Surtout, hormis les mauvais élèves qui voudraient un champ de blé «nickel-propre, sans une mauvaise herbe qui dépasse», il juge dans l'intérêt de tous les agriculteurs, ne serait-ce que pour des raisons financières, d'en limiter l'utilisation. Pour ce qui est du glyphosate, «trois ou quatre litres par hectare, c'est trop», soulignant pour sa part se limiter «à un litre». A ces doses, il y a «peu de risques», selon lui, qu'on en retrouve dans l'eau et aucune raison qu'il en reste des traces dans les produits d'origine agricole. L'éleveur insiste aussi sur les précautions pour pulvériser ses herbicides, pour un maximum d'efficacité et en limiter la volatilité. Hydrométrie, force des vents, rien n'est laissé au hasard. «Le matin ou le soir sont les meilleures périodes de la journée pour pulvériser ces produits. La nuit est le moment idéal. Certains agriculteurs dorment le jour et pulvérisent la nuit, ce qui peut permettre de diminuer les doses de moitié.»

Autre argument avancé par cet exploitant en faveur de l'herbicide : les frais de gasoil générés, en agriculture bio, par le passage de la charrue, pour retourner la terre et enfouir les mauvaises herbes. Une tâche très gourmande en carburant qui va avaler plusieurs dizaines d'euros à l'hectare, quand il n'en coûte qu'une dizaine avec le glyphosate. Bref, selon Christian Mochet, il y a certes des pistes à creuser, comme la culture de «plantes compagnes» semées avec le blé ou l'orge pour étouffer les mauvaises herbes, mais ce n'est pas demain qu'on pourra se passer de l'herbicide.

Couvert végétal

A quelques dizaines de kilomètres, à Saint-Marc-sur-Couesnon, Jean-François Vallée, qui dirige avec son épouse une exploitation de 120 hectares d'orge et de blé principalement, a considérablement fait évoluer ses pratiques. Mais il estime devoir encore, même marginalement, avoir recours au glyphosate. Sur des sols peu profonds où affleure la roche, plus question d'utiliser le moindre engin mécanique, comme il l'a fait durant des années, usant le soc de ses charrues comme l'acier de ses outils à disques, tout en favorisant l'érosion des parcelles. «Jusqu'en 2007, tout allait mal. J'étais dans un travail du sol intensif et je passais mon temps à pulvériser du désherbant sans parvenir à éliminer les herbes indésirables, tandis que mes rendements diminuaient.
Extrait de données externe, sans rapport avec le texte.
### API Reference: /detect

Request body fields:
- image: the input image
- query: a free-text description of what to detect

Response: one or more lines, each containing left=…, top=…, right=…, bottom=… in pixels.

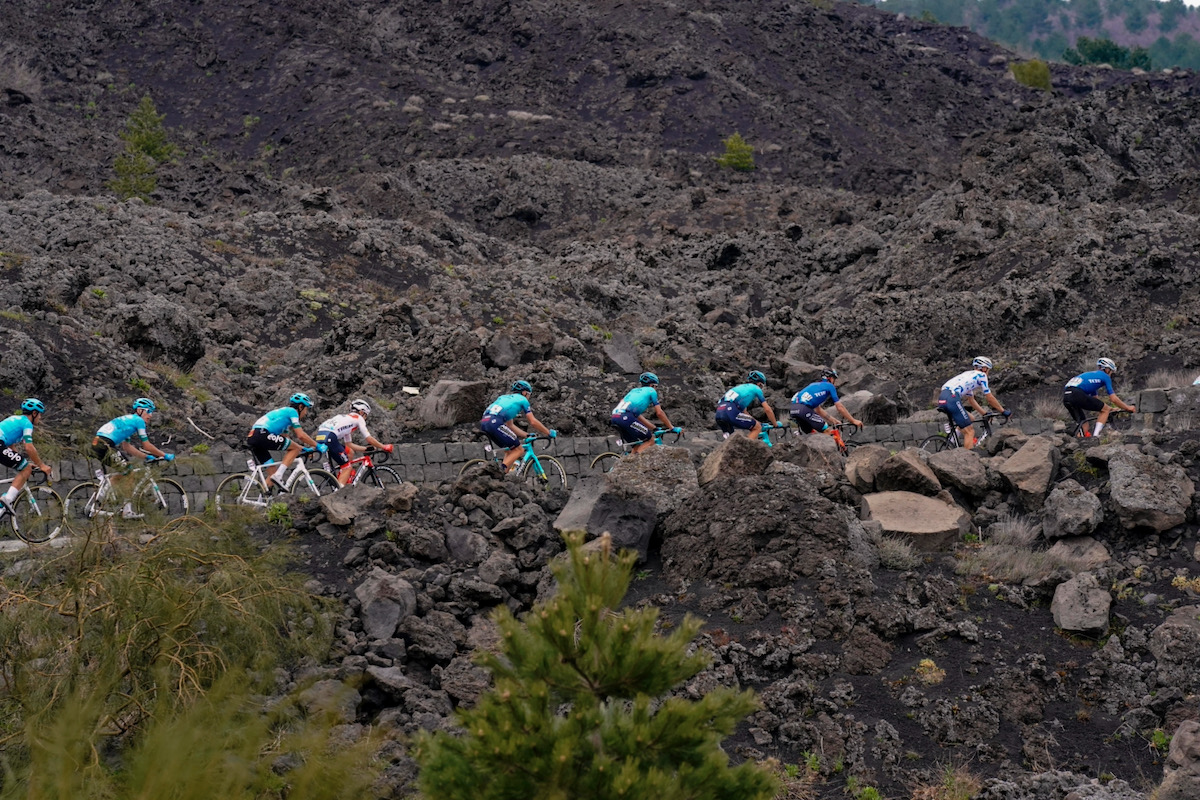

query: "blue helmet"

left=132, top=397, right=157, bottom=413
left=639, top=372, right=659, bottom=386
left=20, top=398, right=44, bottom=414
left=511, top=380, right=532, bottom=393
left=747, top=370, right=767, bottom=385
left=289, top=392, right=313, bottom=408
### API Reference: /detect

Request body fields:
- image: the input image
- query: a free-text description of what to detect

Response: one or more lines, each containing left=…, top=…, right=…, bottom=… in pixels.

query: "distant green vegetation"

left=1011, top=58, right=1053, bottom=89
left=872, top=0, right=1200, bottom=71
left=716, top=132, right=756, bottom=171
left=1064, top=35, right=1152, bottom=68
left=109, top=95, right=179, bottom=202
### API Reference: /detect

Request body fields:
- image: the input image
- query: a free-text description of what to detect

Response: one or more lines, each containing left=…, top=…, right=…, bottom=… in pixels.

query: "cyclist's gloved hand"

left=548, top=429, right=558, bottom=439
left=316, top=443, right=328, bottom=453
left=383, top=444, right=394, bottom=453
left=1002, top=409, right=1012, bottom=418
left=163, top=453, right=175, bottom=462
left=672, top=426, right=682, bottom=434
left=146, top=454, right=156, bottom=463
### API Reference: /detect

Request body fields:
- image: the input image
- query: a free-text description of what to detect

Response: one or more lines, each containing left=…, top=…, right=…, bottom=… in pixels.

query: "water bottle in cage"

left=95, top=468, right=105, bottom=480
left=943, top=422, right=952, bottom=434
left=246, top=458, right=256, bottom=472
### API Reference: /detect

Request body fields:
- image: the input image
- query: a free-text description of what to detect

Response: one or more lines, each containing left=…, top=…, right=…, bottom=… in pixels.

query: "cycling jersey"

left=941, top=370, right=991, bottom=397
left=717, top=383, right=764, bottom=412
left=318, top=412, right=372, bottom=443
left=252, top=407, right=302, bottom=435
left=791, top=380, right=839, bottom=409
left=482, top=393, right=531, bottom=423
left=1064, top=371, right=1114, bottom=396
left=96, top=414, right=149, bottom=445
left=0, top=414, right=34, bottom=447
left=612, top=386, right=660, bottom=417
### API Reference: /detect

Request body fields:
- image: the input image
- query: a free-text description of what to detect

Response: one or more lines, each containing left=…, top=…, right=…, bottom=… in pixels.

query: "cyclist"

left=315, top=399, right=394, bottom=486
left=247, top=393, right=322, bottom=491
left=789, top=368, right=863, bottom=449
left=0, top=398, right=53, bottom=518
left=610, top=372, right=681, bottom=455
left=92, top=398, right=175, bottom=517
left=480, top=379, right=556, bottom=473
left=715, top=370, right=780, bottom=444
left=1063, top=357, right=1137, bottom=437
left=937, top=357, right=1010, bottom=450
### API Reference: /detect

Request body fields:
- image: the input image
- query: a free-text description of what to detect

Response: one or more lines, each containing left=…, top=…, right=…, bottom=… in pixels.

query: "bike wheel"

left=133, top=478, right=189, bottom=520
left=519, top=456, right=568, bottom=491
left=291, top=469, right=340, bottom=503
left=458, top=458, right=491, bottom=476
left=367, top=465, right=402, bottom=487
left=13, top=486, right=65, bottom=543
left=215, top=473, right=266, bottom=515
left=919, top=435, right=952, bottom=453
left=590, top=453, right=622, bottom=473
left=64, top=482, right=105, bottom=526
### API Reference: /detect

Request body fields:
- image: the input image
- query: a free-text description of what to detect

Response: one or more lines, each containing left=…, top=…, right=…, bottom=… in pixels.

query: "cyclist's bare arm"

left=833, top=401, right=863, bottom=428
left=1106, top=392, right=1137, bottom=413
left=761, top=401, right=778, bottom=426
left=24, top=443, right=51, bottom=473
left=523, top=412, right=551, bottom=438
left=653, top=406, right=674, bottom=430
left=817, top=406, right=839, bottom=426
left=966, top=396, right=986, bottom=417
left=293, top=428, right=318, bottom=448
left=365, top=436, right=389, bottom=450
left=984, top=394, right=1005, bottom=413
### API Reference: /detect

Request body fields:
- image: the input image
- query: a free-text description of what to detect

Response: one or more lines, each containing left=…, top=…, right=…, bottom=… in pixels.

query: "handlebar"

left=981, top=411, right=1012, bottom=426
left=522, top=434, right=557, bottom=450
left=361, top=447, right=392, bottom=464
left=652, top=427, right=684, bottom=444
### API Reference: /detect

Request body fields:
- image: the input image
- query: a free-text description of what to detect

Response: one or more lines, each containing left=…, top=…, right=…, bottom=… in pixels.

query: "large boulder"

left=606, top=446, right=699, bottom=517
left=926, top=448, right=989, bottom=496
left=845, top=444, right=891, bottom=493
left=860, top=491, right=969, bottom=551
left=997, top=435, right=1059, bottom=510
left=1109, top=450, right=1194, bottom=532
left=483, top=324, right=555, bottom=367
left=874, top=449, right=941, bottom=495
left=1046, top=536, right=1111, bottom=570
left=1158, top=721, right=1200, bottom=800
left=1050, top=572, right=1111, bottom=636
left=697, top=435, right=774, bottom=486
left=354, top=567, right=418, bottom=641
left=1149, top=606, right=1200, bottom=693
left=419, top=379, right=489, bottom=427
left=857, top=393, right=899, bottom=425
left=552, top=474, right=660, bottom=563
left=1042, top=479, right=1104, bottom=540
left=0, top=331, right=56, bottom=397
left=602, top=331, right=642, bottom=374
left=107, top=296, right=207, bottom=369
left=776, top=432, right=843, bottom=472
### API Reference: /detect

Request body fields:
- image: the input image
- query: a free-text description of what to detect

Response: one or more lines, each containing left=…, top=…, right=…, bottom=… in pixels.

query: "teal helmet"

left=639, top=372, right=659, bottom=386
left=747, top=370, right=767, bottom=385
left=20, top=398, right=44, bottom=414
left=132, top=397, right=157, bottom=412
left=511, top=380, right=532, bottom=393
left=289, top=392, right=313, bottom=408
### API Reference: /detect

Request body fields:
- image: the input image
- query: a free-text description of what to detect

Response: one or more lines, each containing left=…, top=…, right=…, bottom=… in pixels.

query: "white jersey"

left=318, top=412, right=371, bottom=443
left=941, top=370, right=991, bottom=397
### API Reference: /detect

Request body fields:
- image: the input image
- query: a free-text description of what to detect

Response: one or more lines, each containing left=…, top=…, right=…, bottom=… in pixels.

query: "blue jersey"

left=612, top=386, right=660, bottom=417
left=1066, top=371, right=1114, bottom=396
left=252, top=407, right=302, bottom=435
left=0, top=415, right=34, bottom=447
left=791, top=380, right=839, bottom=409
left=718, top=383, right=764, bottom=411
left=97, top=414, right=148, bottom=445
left=483, top=393, right=531, bottom=422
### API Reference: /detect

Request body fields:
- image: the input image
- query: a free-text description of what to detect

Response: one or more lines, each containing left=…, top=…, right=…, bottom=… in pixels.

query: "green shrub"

left=266, top=501, right=292, bottom=527
left=109, top=95, right=178, bottom=202
left=1063, top=37, right=1151, bottom=70
left=1011, top=59, right=1052, bottom=90
left=716, top=132, right=756, bottom=171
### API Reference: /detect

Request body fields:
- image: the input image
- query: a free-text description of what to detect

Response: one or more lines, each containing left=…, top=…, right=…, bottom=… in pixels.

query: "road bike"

left=1069, top=408, right=1132, bottom=438
left=0, top=470, right=64, bottom=544
left=214, top=450, right=339, bottom=514
left=330, top=447, right=401, bottom=487
left=790, top=422, right=862, bottom=456
left=459, top=434, right=567, bottom=491
left=920, top=410, right=1010, bottom=452
left=65, top=457, right=189, bottom=524
left=590, top=427, right=684, bottom=473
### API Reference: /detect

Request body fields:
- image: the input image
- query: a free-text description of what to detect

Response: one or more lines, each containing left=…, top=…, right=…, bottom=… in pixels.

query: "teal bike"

left=590, top=427, right=684, bottom=472
left=459, top=434, right=567, bottom=491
Une nuit j'ai pris conscience de mon problème : la clé se trouvait dans la vie du sol, qui était en train de mourir et que je devais cesser de travailler pour qu'il retrouve toute sa matière organique.» Il a alors commencé «à faire des semis directs, sans travailler la terre, et ça a marché très bien». Dans la foulée, l'éleveur adopte des techniques originales en multipliant la plantation de nouvelles espèces pour accompagner la culture des céréales : tournesol, phacélie, féverole et autres plantes susceptibles d'être éliminées par le gel en hiver. Objectif : assurer un couvert végétal permanent qui empêche la pousse des mauvaises herbes. Mais aussi nourrir les sols, voire servir de repoussoir pour certains insectes. «Ces couverts végétaux protègent aussi les sols des intempéries et ne demandent que le passage d'un semoir dans les champs tiré par un tracteur peu puissant, ce qui représente une importante économie d'énergie par rapport au travail mécanique de la terre», ajoute Jean-François Vallée, dont la ferme s'est quasiment vidée des engins agricoles qu'elle pouvait autrefois abriter.
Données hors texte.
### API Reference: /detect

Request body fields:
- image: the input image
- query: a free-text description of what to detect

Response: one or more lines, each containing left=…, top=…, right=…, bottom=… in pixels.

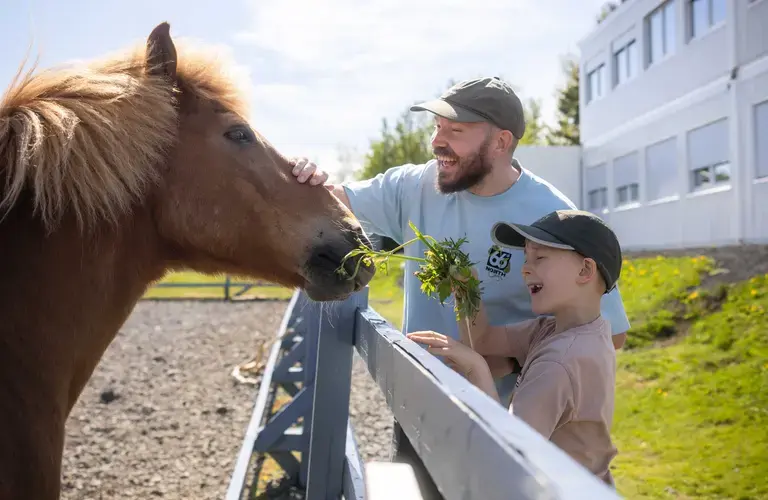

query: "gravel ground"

left=349, top=352, right=394, bottom=462
left=61, top=299, right=393, bottom=500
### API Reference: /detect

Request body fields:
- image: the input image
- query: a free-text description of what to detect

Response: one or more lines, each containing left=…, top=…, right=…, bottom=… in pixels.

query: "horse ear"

left=146, top=22, right=177, bottom=81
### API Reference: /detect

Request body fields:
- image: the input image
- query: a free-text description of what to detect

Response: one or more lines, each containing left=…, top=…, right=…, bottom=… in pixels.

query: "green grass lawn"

left=144, top=271, right=294, bottom=300
left=612, top=272, right=768, bottom=499
left=144, top=267, right=405, bottom=326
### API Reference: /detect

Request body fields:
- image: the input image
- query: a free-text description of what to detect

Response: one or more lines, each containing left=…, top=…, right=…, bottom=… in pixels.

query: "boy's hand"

left=406, top=331, right=486, bottom=376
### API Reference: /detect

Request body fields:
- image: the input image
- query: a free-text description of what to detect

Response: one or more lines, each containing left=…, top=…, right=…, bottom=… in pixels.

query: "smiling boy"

left=407, top=209, right=622, bottom=486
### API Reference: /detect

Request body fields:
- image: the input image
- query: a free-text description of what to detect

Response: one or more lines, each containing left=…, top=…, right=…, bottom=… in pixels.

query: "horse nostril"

left=344, top=226, right=372, bottom=251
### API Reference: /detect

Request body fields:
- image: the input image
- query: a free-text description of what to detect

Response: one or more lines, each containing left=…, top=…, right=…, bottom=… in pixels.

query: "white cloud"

left=234, top=0, right=607, bottom=172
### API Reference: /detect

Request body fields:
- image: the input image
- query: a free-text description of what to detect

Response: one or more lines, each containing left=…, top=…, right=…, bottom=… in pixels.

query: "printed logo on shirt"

left=485, top=244, right=512, bottom=278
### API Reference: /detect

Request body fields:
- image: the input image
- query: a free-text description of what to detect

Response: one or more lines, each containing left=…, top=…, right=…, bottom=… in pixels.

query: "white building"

left=575, top=0, right=768, bottom=250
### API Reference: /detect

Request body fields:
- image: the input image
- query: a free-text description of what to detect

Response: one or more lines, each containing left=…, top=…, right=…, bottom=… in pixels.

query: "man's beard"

left=434, top=138, right=493, bottom=194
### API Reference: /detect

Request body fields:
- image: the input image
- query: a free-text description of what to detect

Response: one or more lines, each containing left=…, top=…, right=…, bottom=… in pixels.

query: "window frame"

left=613, top=39, right=637, bottom=86
left=646, top=0, right=676, bottom=67
left=689, top=0, right=726, bottom=40
left=587, top=187, right=609, bottom=211
left=586, top=63, right=606, bottom=103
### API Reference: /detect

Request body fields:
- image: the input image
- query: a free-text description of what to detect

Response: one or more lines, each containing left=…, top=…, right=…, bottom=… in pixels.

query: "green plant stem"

left=339, top=221, right=483, bottom=322
left=464, top=316, right=474, bottom=350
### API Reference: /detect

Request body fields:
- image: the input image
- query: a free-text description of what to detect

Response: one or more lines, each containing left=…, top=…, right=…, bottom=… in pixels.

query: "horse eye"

left=224, top=126, right=254, bottom=144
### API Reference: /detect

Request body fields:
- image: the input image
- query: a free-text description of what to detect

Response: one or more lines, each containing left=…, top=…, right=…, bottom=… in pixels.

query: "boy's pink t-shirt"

left=501, top=315, right=617, bottom=486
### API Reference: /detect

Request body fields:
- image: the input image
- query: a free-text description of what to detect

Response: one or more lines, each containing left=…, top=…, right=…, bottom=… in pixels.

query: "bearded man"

left=291, top=76, right=630, bottom=499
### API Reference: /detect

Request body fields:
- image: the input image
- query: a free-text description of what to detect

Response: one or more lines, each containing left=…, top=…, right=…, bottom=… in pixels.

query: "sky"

left=1, top=0, right=608, bottom=181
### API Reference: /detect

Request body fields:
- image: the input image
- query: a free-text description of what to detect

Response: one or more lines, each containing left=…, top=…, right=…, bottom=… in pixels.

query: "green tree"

Reste certaines graminées, pour lesquelles l'agriculteur, qui n'utilise plus ni insecticides ni fongicides, estime n'avoir d'autre solution que le recours au glyphosate. En quantité néanmoins limitée : «Autrefois, j'en utilisais 3 litres à l'hectare. Aujourd'hui, j'en suis à 0,8 litre et on n'en a jamais retrouvé trace dans les eaux de drainage. Mais si demain, on nous supprime ce produit, c'est tout notre système vertueux de régénérescence et de protection des sols qui sera remis en cause.»